Objectivity & Aligning With Our Client’s Interests
Financial services is an industry where trust in the professional is crucial to a firm’s success. However, the industry evolved in such a way that the business models currently in place create a natural conflict of interest with their clients, leading to greater distrust.
Most financial advisors are essentially salesmen, compensated based on commissions from the companies whose products they sell. This has moved the financial advisor community towards a transactional business, and away from what it should be – an advisory business.
Furthermore, compensation arrangements are often complex and not well-disclosed. We have steered clear of compensation arrangements that create a divide between our interests and those of our clients. We are strong proponents of the fee-only financial advisor model – one that is more transparent, honest, and aligned with the interests of the individual.

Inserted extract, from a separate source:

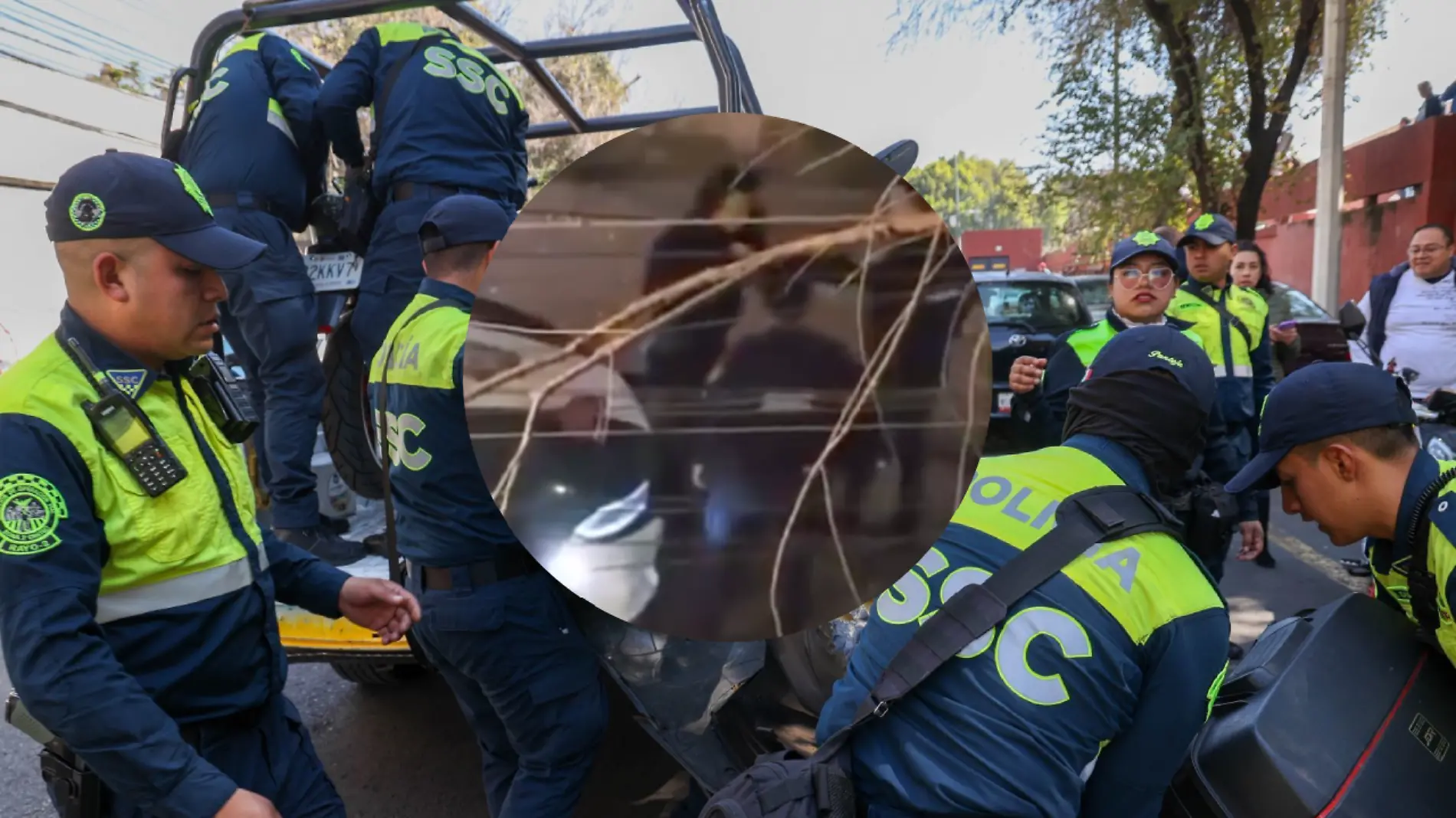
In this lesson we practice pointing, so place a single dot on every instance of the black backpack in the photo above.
(786, 785)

Retirement Income: The Next Great Social Crisis
We are passionate about retirement income because we believe that it is a social crisis not receiving the attention that it should. Not only are today’s retirees facing a headwind from poor stock market returns, low interest rates, high unemployment, reduced retirement benefits from employers, escalating healthcare costs, depressed housing values, and the questionable viability of social security; they have undersaved for retirement, primarily because of lack of awareness of what the financial requirements are. Most are also not making responsible decisions on how to finance their retirement income. Too many people are drawing down their savings based upon life expectancies not realizing that there is approximately a 50% chance that they will live beyond this age. This means that even those who have saved enough are needlessly at risk.

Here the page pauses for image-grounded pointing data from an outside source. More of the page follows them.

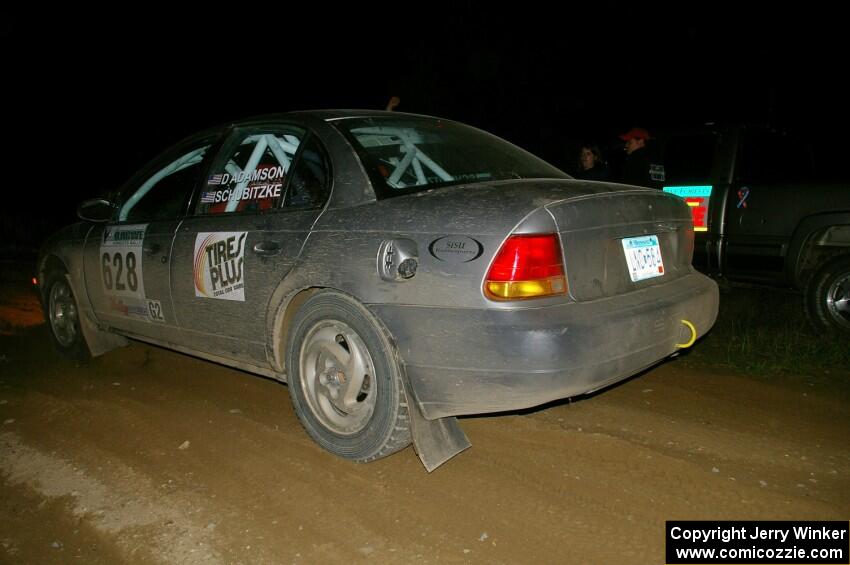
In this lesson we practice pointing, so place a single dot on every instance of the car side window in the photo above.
(250, 173)
(164, 194)
(309, 183)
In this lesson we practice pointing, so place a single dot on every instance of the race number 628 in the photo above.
(125, 271)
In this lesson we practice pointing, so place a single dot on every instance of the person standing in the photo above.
(639, 167)
(591, 165)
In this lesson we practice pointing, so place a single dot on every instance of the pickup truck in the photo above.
(763, 215)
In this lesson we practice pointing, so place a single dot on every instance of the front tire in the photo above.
(63, 317)
(828, 297)
(345, 379)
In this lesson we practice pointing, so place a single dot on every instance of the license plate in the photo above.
(643, 255)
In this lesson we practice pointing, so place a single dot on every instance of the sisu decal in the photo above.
(219, 265)
(456, 249)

The Power of Specialization
Retirement income planning is perhaps the most complicated field of financial planning. Think about it – you are dealing with an uncertain time horizon, with uncertain investment returns, inflation, and spending requirements. Furthermore, the actions that you take in the first few years of retirement will have a dramatic effect on your financial well being many years in the future.
It is also an emotional and sensitive phase as we move away from a steady paycheck and become increasingly dependent upon a finite nest egg. It’s not surprising that retirees are therefore highly risk-averse and engaged with financial issues like no other previous time in their lives. At Nested Interest, we understand the unique nature of this need and believe that you are better served by a firm that specializes in retirement income planning, which is why this is all that we do.

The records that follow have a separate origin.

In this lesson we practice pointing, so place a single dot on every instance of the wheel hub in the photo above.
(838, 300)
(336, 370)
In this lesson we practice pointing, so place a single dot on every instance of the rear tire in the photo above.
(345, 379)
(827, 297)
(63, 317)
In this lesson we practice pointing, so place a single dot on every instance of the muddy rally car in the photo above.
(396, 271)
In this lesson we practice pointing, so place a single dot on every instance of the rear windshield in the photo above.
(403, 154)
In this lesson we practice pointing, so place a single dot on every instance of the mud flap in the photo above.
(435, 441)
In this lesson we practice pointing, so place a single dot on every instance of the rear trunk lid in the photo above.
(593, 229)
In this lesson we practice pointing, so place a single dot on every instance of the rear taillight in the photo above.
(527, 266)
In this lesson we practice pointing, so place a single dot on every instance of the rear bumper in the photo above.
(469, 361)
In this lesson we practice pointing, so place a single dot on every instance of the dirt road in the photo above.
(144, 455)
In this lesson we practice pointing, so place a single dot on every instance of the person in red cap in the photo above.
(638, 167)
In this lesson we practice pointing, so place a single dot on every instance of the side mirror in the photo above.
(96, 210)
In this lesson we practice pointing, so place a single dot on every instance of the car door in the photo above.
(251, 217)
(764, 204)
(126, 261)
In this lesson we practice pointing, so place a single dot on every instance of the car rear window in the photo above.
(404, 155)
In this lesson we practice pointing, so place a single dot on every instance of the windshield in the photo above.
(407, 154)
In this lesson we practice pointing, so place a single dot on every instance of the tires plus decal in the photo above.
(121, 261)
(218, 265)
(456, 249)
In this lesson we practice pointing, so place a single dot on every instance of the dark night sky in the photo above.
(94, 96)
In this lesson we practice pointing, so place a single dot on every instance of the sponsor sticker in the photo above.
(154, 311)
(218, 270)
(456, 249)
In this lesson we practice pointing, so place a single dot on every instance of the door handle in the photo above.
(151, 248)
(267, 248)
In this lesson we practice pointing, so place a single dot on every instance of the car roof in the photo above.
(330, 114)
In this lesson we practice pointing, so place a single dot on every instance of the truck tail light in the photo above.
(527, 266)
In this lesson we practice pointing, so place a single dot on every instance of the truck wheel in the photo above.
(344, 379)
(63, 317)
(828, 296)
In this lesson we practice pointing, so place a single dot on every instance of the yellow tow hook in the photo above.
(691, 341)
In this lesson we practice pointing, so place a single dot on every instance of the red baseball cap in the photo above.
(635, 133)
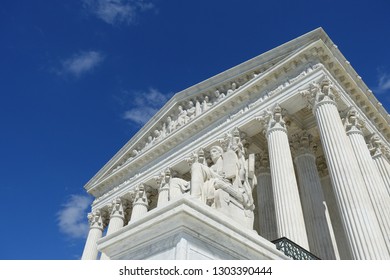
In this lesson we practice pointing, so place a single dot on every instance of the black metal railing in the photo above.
(293, 250)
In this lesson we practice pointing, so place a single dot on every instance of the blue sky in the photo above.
(78, 78)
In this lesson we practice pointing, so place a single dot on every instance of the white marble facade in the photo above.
(291, 144)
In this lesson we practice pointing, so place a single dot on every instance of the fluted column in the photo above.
(288, 209)
(140, 204)
(371, 176)
(357, 213)
(380, 155)
(265, 199)
(117, 220)
(95, 233)
(312, 197)
(339, 238)
(163, 191)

Simple Investment Strategies
While it’s true that Benjamin Graham’s Value Investing principles can lead to above-market returns, it requires a lot of training, experience, a long time horizon, significant time and energy to execute, and extreme discipline and mental stamina.
If you think all you need to do is find a good investment manager, forget it – it is even harder to identify a good manager than it is to find a good investment!
We believe that the majority of retirees are better served by pursuing simple, low cost index investing strategies. Various studies have demonstrated that indexed funds outperform actively managed funds over the long run, so why give yourself one more thing to worry about? Even Warren Buffett said “Most investors, both institutional and individual, will find that the best way to own common stocks is through an index fund that charges minimal fees.” What the heck?!?
A Balanced Approach to Managing Risk
When it comes to protecting against risk, people tend to fall into the trap of paying too much attention to avoiding risks that have smarted them in the past, and not enough attention to other risks that they have not encountered.
This behavioral tendency leaves investors overexposed to risks that they have mentally discounted, and overprotected against others. Examples are the reluctance to purchase products that protect against longevity risk, such as annuities, because it is a risk that is far in the future and difficult to grasp; and moving savings out of stocks after a market drop, even though this locks-in losses and does not allow your nest egg to grow to meet income needs in the later years of retirement.
Therefore, investors need to be more thoughtful regarding the risks that they may encounter, and take a balanced approach to mitigating them. Build a portfolio to include products that can act as a hedge, such as annuities, put options, and TIPs. At Nested Interest, anyone can learn how.